I would strongly suggest you don't smoke these.


----------



## TonyBrooklyn (Jan 28, 2010)

Damselnotindistress said:


> Hey, that's a pretty interesting site, Tony. Thanks!


:rockon::rockon::rockon:


----------



## primetime76 (Feb 8, 2011)

exprime8 said:


> REVIEW!!! REVIEW!!! REVIEW!!! How bad can they be?!?!?!?!?


I would smoke one myself....why not? They are more than likely real Cuban tobacco, just not Cohiba tobaco. I had fake cubans in Jamaica and Aruba, and they weren't terrible.


----------



## steinr1 (Oct 22, 2010)

primetime76 said:


> I would smoke one myself....why not?
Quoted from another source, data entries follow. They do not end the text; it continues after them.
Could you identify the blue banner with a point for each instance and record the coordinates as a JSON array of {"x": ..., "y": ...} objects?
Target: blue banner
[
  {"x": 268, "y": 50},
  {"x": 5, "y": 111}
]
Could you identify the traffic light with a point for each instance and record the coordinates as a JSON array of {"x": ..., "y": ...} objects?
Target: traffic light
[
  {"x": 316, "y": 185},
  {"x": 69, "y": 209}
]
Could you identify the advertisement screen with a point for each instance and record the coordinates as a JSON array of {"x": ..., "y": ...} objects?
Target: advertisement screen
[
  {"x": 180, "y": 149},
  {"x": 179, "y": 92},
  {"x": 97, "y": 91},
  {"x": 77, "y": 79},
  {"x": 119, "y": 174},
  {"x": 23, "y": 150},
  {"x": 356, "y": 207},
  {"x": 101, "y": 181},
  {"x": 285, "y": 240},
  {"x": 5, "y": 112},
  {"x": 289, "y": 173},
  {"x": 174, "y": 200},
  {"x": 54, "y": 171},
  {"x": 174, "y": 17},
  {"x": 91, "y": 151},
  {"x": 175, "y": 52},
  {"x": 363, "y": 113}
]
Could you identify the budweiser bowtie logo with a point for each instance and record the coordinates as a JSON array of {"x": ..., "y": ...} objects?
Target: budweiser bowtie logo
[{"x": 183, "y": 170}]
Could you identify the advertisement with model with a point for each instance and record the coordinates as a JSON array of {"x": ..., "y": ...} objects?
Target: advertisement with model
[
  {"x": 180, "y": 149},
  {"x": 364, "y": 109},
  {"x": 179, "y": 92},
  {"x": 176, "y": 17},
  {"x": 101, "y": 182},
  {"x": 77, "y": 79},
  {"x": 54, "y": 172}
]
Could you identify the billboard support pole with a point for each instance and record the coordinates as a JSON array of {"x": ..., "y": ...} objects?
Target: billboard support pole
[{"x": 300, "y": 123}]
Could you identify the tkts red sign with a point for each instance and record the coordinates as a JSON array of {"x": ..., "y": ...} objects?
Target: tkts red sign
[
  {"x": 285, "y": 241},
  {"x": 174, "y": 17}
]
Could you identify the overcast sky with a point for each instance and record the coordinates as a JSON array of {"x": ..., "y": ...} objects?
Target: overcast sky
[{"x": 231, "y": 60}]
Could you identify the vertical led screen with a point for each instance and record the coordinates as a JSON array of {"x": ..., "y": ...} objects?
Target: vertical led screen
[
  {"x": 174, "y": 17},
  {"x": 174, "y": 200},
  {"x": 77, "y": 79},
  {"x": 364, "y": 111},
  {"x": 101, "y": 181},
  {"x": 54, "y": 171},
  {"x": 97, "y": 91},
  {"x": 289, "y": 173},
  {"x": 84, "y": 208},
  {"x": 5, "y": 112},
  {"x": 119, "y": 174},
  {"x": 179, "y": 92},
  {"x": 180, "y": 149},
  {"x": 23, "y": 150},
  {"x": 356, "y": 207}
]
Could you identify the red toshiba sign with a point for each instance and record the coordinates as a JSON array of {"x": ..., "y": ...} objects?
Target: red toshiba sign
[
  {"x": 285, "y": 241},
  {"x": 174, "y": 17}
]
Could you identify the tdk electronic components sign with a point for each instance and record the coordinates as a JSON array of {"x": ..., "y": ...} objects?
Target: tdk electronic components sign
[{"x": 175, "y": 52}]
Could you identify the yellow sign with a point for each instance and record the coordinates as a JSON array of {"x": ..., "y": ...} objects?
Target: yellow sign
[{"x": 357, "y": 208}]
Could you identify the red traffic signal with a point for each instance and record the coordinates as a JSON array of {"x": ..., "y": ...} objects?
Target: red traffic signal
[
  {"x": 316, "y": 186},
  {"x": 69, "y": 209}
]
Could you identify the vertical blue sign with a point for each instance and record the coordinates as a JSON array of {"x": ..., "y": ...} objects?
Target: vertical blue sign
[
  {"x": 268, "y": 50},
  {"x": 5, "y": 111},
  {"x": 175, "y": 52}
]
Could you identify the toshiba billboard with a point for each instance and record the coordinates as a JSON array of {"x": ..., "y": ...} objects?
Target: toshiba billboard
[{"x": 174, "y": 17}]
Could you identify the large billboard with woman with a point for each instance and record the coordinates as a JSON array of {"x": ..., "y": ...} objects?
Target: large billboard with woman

They are more than likely real Cuban tobacco, just not Cohiba tobaco. I had fake cubans in Jamaica and Aruba, and they weren't terrible.


I wouldn't. The ones I cut open were filled with unidentifiable crap and not tobacco as we know it. I did light one and the smell was of burning compost. They might just be inferior Cuban cigars, but the likelihood is that the ones under discussion are just the same type of completely valueless rubbish. I've seen loads of "reviews" of fakes over the years and the guiding principle seems to be that the more expensive the faked cigar, the less likely it is to "just" be a decent but "wrong" cigar with a fake band. If they were sourced in Cuba, you also need to ask where the Dominican and other foreign cigars that are allegedly re-banded to up the price come from? Not a huge amount of importing of these into Cuba I would hazard. If from elsewhere, the forgers are still unlikely to care about the quality of what they are passing off. They aren't interested in repeat business.


----------